We went to see The Adjustment Bureau the other night. This is based on a story by the famous sci-fi writer, Philip K Dick, who also wrote the stories that became The Minority Report, Bladerunner, Paycheck, Total Recall and others.
It's perhaps a bit underpar by comparison with some of those more illustrious movies. That's not to say it isn't interesting, or exciting, though it does take some minutes to get off the ground. It just lacks a little innovative edge, I think, though what that edge should be I'm not exactly able to put my finger on.
Matt Damon plays an upcoming congressman who's a likely candidate for the Presidency a few campaigns down the track. Something from the past is revealed and he finds himself seemingly back at square one. He meets a girl with plenty of personality (in the men's toilet, for no apparent reason) and it's love at first sight. She vanishes, he finds her again on the bus by chance, and the supposed pattern of his life is broken; that is, the pattern according to the Adjustment Bureau, a mysterious group who are caught in the act of changing someone's mind by Damon, and who swear him to secrecy on the pain of a very nasty future.
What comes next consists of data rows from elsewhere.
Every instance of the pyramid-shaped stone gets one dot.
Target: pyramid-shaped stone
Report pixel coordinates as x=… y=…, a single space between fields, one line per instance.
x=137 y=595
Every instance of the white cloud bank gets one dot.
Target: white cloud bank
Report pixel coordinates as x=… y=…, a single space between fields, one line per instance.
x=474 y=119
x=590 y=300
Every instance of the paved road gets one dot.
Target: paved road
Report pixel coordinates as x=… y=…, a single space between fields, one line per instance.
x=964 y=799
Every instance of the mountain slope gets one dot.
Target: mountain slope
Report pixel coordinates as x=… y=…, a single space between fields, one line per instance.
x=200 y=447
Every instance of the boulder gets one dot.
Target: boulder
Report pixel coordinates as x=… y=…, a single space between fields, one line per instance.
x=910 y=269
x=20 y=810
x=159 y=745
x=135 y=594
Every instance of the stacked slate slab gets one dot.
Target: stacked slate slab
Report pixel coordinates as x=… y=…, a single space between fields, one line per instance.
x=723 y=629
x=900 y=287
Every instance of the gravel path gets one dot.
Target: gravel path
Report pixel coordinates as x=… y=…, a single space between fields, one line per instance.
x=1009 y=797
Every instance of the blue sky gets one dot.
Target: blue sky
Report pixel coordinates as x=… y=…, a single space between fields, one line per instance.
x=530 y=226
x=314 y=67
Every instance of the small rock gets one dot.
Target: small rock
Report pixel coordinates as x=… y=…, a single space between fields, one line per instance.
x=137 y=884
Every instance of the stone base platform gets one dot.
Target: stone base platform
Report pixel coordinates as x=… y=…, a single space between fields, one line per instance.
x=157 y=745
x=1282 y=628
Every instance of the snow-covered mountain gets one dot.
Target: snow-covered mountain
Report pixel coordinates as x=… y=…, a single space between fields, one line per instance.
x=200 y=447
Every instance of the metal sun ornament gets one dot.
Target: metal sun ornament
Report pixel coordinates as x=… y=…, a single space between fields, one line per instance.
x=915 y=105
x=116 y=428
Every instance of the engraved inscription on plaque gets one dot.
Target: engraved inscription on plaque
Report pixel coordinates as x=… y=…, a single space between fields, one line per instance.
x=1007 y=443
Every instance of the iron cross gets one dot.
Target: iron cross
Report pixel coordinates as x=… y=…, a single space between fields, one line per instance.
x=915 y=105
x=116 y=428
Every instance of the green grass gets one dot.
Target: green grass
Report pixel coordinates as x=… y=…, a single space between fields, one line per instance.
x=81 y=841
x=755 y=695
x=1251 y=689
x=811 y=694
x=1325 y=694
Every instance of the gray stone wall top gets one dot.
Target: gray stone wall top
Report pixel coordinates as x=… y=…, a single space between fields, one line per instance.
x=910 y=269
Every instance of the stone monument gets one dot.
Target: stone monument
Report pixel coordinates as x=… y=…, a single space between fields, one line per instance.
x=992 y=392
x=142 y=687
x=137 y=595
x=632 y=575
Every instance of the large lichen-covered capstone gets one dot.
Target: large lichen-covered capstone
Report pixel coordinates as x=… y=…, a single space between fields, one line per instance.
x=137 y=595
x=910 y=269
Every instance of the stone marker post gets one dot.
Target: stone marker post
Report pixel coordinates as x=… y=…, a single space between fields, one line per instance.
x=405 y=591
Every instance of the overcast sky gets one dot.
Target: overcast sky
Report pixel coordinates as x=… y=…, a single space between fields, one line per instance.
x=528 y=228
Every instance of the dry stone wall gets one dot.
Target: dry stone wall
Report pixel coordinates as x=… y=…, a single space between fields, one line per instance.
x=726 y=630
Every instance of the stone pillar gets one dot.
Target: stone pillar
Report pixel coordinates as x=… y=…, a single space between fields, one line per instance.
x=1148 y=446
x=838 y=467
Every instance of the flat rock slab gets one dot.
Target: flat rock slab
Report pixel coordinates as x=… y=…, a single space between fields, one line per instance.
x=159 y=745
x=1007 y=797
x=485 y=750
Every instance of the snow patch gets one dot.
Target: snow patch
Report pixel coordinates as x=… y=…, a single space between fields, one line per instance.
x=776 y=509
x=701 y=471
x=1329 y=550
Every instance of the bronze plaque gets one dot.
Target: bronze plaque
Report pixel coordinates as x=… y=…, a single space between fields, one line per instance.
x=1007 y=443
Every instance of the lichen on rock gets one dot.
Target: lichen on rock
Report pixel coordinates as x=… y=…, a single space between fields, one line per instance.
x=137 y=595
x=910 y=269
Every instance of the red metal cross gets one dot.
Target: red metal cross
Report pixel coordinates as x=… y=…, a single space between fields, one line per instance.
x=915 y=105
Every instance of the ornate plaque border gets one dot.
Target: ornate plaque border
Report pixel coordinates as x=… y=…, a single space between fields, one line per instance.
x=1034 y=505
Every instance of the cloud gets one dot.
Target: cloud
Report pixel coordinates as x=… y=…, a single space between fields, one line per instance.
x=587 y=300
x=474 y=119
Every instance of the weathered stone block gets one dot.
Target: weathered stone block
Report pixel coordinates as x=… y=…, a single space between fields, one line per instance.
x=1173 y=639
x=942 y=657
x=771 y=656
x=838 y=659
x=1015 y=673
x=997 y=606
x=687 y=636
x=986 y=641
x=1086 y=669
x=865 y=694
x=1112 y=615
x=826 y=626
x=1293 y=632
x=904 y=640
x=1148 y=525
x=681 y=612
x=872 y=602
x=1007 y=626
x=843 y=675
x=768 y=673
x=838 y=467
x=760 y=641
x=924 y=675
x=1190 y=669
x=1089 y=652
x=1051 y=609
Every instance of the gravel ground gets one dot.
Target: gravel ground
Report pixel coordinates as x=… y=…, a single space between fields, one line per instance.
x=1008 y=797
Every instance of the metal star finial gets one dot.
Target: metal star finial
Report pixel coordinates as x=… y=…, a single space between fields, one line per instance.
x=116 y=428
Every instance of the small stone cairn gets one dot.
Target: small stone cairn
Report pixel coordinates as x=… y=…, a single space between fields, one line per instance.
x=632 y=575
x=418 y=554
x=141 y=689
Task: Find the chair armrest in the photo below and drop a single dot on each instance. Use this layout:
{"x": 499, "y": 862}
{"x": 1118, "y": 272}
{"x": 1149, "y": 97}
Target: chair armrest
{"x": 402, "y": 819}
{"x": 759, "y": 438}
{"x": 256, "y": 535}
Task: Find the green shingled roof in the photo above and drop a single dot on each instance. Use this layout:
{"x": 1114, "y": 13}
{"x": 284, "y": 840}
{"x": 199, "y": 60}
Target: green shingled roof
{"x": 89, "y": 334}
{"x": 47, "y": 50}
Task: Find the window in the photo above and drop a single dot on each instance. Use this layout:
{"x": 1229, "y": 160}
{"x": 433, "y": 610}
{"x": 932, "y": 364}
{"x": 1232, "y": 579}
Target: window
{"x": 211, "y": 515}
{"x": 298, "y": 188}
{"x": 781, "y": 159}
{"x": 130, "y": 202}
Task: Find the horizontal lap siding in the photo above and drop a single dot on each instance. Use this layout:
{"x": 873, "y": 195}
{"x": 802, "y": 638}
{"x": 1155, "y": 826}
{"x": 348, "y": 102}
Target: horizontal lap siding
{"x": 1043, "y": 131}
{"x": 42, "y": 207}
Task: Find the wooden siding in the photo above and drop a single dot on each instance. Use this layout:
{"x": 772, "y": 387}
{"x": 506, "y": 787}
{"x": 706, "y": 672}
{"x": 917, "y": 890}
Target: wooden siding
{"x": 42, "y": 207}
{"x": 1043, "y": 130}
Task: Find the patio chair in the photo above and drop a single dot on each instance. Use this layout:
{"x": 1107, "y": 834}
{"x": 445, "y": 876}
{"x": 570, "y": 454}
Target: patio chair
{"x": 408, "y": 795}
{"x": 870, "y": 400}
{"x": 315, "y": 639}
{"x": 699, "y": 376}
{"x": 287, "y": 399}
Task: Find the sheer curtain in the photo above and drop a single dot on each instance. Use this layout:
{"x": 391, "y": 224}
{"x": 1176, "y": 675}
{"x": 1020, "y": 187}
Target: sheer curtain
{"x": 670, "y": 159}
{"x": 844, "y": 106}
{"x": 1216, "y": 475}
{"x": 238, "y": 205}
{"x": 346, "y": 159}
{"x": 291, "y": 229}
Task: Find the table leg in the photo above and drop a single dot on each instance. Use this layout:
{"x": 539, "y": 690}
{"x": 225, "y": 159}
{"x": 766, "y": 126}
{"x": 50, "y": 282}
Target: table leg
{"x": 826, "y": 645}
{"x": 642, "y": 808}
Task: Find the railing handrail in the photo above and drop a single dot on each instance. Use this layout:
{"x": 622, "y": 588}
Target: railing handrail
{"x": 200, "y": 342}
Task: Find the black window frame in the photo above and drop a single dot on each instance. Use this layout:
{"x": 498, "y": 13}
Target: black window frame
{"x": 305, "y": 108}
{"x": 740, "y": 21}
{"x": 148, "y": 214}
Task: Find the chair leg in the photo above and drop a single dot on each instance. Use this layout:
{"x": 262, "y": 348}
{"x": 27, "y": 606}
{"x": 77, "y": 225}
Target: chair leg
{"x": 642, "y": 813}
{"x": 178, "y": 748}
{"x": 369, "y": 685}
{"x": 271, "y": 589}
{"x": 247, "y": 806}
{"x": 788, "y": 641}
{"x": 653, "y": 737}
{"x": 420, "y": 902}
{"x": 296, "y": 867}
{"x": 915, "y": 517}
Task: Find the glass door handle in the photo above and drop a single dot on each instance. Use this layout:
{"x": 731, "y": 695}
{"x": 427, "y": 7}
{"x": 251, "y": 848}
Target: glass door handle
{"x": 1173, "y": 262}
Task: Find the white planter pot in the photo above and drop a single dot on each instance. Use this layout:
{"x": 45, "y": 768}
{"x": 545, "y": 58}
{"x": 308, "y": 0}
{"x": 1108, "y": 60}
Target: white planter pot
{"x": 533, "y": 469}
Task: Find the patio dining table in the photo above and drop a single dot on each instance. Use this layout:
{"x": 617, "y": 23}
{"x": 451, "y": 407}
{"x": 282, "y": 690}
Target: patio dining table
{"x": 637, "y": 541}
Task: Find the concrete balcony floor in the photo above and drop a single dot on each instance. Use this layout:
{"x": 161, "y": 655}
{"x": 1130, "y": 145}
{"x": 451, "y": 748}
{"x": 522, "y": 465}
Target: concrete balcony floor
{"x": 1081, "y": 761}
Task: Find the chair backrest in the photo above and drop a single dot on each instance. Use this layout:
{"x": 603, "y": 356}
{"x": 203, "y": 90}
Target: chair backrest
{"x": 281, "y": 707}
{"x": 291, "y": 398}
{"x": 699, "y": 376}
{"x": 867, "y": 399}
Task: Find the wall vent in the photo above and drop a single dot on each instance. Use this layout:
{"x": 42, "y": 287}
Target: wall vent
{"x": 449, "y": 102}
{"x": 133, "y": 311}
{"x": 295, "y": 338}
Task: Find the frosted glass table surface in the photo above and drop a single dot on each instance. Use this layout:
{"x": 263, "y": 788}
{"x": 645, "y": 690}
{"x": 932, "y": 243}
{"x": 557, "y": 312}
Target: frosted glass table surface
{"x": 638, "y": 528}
Damon and Emily Blunt make a good romantic couple, but part of the problem with the movie is that it's not quite sure whether it's a sci-fi story, a debate relating to free will, or a love story. It's all three at times and the three don't always fit comfortably; there are moments when they (almost) belong to separate movies.
Nevertheless we enjoyed it. It doesn't rely on any great special effects (the way in which ordinary-looking doors open onto football stadiums, or lead back to the place you started from, or other oddball rooms, is perhaps its niftiest component) and the discussions on free will pose some interesting questions. It also gives Damon and Blunt some warm fun scenes - in fact, for once, Damon isn't the indomitable man, full of a streetwiseness that doesn't exist outside the movies.
The free will discussions don't really get the room they need to become full-fledged, and leave the audience saying...'that's all very well, but...' We never find out who the Great Chairman is, or whether these human beings (as they seem to be) are angels or some other spiritual beings. They certainly work hard for their money, however: as one character says, there just aren't enough of them to go around, and so some things get overlooked.
The movie looks great: the Chairman and his cronies inhabit a vast soaring building full of art deco design (?), broad hallways, modern furniture (in the sense that it was modern when the building was built) and strange cramped corridors. The photography has a sharpness to it, particularly in the interiors, that creates a superb atmosphere in itself.
Not quite in the class of some of the other P K Dick classics, but still a visit.